Взвод вонзился в село, как вилы в копну сена, и с этого момента Алексей утратил всяческую власть над курсантами…
...из-за хвороста к нему задом пятился кто-то из курсантов, ведя на винтовке, как на привязи, озаренного отсветом пожара немца в длинном резиновом плаще и с автоматом на шее. Клонясь вперед, тот обеими руками намертво вцепился в ствол СВТ, а штык по самую рукоятку сидел в его животе, и курсант снова испуганно прокричал: "Отдай!" -- и рванул винтовку. В нелепом скачке немец упал на колени и, рывком насаживаясь на полуобнажившийся рубиново-светящийся штык, запрокинул голову в каком-то исступленно-страстном заклятье.
-- Lassen sie es doch, Herr Offizir. Um Gottes willen! (Оставьте, господин офицер. Ради Бога!)»
Это повесть Воробьева «Убиты под Москвой».
А теперь строки из повести «Вот пришел великан»:
«Она тогда осторожно и невесомо присела на край моей койки и своим прежним, редактрисским тоном спросила, сколько мне лет. Я сказал «тлидцать тли», и она засмеялась и отогнула край простыни с моих глаз.
— Слушайте сюда. В ваши «тлидцать тли» надо соображать, что замужней женщине, у которой дочери пошел одиннадцатый год, нельзя звонить по ночам и…
— Если б ты знала, что я хотел тебе сказать! — перебил я и не стал зажмуриваться.
— Что вы мне хотели сказать? Вы с ума сошли? Вы же видели моего мужа… Да и не в этом дело!
— Ты меня совсем-совсем не…
— Замолчи! Замолчи! — истерично, шепотом крикнула она, а я схватил ее руку и прижал к своей щеке, и она до самого ухода не отняла ее и сидела как в столбняке — прямо, напряженно, дыша раскрытым ртом, как птица в жару…»
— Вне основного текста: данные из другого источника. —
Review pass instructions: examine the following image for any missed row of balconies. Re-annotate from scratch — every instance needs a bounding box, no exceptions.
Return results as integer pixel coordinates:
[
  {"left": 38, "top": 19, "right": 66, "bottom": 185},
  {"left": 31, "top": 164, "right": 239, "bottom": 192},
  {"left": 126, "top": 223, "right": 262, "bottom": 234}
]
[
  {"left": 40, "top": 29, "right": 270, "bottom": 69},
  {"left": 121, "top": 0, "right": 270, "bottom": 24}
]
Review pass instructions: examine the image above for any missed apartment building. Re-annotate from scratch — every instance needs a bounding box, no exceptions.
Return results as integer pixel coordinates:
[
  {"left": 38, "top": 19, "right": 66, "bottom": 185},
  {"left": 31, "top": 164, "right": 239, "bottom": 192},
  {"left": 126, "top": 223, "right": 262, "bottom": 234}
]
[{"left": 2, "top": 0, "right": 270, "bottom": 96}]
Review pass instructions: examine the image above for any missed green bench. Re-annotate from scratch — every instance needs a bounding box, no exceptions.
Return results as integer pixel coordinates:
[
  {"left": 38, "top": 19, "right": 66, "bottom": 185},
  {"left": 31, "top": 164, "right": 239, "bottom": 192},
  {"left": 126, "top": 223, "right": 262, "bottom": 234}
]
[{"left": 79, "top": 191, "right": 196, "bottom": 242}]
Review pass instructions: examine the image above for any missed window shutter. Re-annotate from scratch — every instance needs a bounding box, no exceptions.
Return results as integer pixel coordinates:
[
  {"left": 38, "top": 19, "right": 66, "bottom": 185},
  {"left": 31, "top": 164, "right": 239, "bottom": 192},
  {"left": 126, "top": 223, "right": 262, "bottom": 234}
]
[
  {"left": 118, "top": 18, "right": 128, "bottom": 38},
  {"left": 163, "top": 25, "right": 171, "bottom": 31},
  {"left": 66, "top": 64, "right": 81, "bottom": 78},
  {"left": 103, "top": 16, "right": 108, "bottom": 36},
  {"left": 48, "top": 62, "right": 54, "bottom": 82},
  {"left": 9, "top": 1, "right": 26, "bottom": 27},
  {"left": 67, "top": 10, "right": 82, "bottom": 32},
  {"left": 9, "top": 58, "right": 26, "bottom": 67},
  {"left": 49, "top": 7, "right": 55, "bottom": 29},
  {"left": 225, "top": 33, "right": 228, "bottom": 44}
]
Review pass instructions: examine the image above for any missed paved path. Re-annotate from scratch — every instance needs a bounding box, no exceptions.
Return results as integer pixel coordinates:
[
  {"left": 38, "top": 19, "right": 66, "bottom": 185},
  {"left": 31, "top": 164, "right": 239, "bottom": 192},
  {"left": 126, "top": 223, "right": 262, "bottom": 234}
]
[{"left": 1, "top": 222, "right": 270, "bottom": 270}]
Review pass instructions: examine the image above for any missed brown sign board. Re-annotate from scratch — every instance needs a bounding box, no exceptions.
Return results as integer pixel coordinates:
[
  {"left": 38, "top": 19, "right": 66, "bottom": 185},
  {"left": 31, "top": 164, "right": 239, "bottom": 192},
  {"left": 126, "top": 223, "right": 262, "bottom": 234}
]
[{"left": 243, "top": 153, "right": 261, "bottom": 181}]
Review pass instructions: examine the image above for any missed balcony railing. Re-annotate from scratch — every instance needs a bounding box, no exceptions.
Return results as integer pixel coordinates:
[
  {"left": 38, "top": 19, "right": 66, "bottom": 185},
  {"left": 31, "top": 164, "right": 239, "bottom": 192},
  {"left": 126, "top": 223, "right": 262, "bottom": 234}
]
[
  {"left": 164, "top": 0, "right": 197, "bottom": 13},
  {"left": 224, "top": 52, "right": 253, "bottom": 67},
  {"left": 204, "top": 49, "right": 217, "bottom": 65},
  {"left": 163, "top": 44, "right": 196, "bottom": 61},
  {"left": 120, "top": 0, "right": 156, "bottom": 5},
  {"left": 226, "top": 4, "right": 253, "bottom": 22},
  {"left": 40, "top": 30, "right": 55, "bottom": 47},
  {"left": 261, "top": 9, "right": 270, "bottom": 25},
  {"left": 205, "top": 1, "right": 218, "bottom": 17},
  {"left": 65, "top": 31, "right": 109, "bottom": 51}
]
Пошлость ситуации адюльтера как-то отходит на второй план. Сквозь бытовые, приземленные детали начинает светиться иная реальность. Мы смотрим на этих взрослых людей как на детей, ощущаем их сиротство, одиночество, неприкаянность на земле, их желание любить и быть хоть кем-то любимым. Мы смотрим на них взглядом Великана – автора. Взглядом, лишенным какого-либо осуждения и исполненным понимания. Взглядом ОТТУДА.